Rachell: Here are some thoughts on each one:
Tartini Devil's Trill Sonata, 3rd movement
Tartini was actually the one who gave the Sonata its name. The legend told by Tartini himself, was that one night while he was sleeping, the Devil visited him in his dream. The Devil played on the violin the most haunting and virtuosic piece Tartini had ever heard. When he awoke, he tried to jot down what he had heard, but he could only capture a shadow of the genius that the Devil had displayed.
This piece is well-known to violinists, and quite popular. The technique is very difficult because of the double stop trills in the third movement - like the famous passage in the first movement of Sibelius Violin Concerto. I grew up hearing this piece played with modern piano, and it never satisfied me. I decided that since Tartini wrote the accompaniment for a continuo line, I could actually just play both parts. So I made my own arrangement for solo violin. I think a solo piece is probably what Tartini heard in his dream - I mean, who dares to play continuo for the Devil?
Bach Sonata no. 3 in C major, Largo and Allegro Assai
These two movements come from my favorite Bach sonata. I love all his solo works, but the C major is special to me. It comes right after the dark D minor partita with the Chaconne. I think of the overall arc of this sonata as a hopeful response to the D minor. I love the Largo. In my mind, this movement shows Bach to be so selfless. I also love the joy in the Allegro Assai - we need more joy, especially during this weird time with the Covid-19 outbreak.
Mozart Duo for Violin and Viola in B flat major
In these "stay at home" days, I am lucky enough to be isolated with my partner, violist Andrew Gonzalez, whose musicianship I very much admire. We decided to play pieces for one violin and one viola. It is not easy to find such repertoire, but we are lucky that Mozart wrote two duos for that instrumentation! I notice that most people play the G major duo which I love, and that the B flat duo doesn’t get played nearly as often. I think it should be! So we decided to learn it. Mozart wrote this piece when he was around my age, and I like to imagine what the composer was going through.
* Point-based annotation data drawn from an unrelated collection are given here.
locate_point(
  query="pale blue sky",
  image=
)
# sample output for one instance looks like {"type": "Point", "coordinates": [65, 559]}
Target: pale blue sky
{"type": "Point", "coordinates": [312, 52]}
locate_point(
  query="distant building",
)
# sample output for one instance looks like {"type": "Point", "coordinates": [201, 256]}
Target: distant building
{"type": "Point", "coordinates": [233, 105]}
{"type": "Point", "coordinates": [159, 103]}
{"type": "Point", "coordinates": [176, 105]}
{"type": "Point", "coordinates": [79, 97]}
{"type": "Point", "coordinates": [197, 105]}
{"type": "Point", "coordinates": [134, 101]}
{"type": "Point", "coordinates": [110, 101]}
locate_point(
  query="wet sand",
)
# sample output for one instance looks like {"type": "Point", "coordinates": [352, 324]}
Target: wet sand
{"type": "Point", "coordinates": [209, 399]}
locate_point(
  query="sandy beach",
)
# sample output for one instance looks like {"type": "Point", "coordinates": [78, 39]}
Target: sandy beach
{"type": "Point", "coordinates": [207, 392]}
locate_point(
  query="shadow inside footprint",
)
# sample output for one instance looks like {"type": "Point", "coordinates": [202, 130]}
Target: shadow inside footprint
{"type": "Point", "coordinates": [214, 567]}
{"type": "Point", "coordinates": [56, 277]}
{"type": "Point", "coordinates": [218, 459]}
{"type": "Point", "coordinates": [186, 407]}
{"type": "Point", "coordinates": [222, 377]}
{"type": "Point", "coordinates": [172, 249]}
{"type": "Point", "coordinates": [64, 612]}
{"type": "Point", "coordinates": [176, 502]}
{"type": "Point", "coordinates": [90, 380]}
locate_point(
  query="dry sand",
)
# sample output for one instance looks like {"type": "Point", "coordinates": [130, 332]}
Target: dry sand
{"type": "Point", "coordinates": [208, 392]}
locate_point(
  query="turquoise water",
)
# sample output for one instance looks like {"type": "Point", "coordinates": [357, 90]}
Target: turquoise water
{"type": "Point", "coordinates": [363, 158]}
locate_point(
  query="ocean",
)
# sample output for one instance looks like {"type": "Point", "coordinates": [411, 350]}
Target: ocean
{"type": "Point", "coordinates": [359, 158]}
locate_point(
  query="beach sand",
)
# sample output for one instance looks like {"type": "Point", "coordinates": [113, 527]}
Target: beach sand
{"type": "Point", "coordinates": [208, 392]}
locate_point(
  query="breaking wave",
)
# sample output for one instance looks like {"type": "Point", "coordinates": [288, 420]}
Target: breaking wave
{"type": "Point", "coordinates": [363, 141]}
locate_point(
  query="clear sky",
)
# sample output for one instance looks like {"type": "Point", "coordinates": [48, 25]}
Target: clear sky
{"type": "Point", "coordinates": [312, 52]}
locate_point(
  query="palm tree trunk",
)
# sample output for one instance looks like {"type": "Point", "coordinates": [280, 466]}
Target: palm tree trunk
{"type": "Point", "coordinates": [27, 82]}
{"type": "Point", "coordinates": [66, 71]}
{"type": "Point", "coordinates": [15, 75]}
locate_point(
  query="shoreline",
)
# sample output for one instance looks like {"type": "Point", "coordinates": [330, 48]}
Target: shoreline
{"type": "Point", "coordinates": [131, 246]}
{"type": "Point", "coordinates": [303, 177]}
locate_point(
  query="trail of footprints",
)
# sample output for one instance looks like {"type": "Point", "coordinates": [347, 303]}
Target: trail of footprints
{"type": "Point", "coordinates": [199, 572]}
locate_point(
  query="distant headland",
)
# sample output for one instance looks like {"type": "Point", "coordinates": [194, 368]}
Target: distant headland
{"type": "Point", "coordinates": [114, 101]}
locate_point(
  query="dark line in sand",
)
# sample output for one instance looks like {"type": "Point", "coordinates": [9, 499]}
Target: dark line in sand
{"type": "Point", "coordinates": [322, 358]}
Even though we live in completely different times, maybe Mozart was feeling similar things as how I am feeling nowadays.
Corigliano Caprice No. 5
This solo caprice is the last of the Caprices by Corigliano, which were composed in conjunction with his soundtrack to the movie The Red Violin. I understand that Corigliano composed the pieces to fit with the different historical periods in the movie, and I hear influences of Paganini and Baroque music, especially in this last caprice.
Passacaglia by Handel/Halvorsen
This is another famous duo for violin with viola or cello. It's also the first piece I played with Andrew after we met. We decided since this piece is played so much we would make our own twist on the piece, so some parts will be new and different!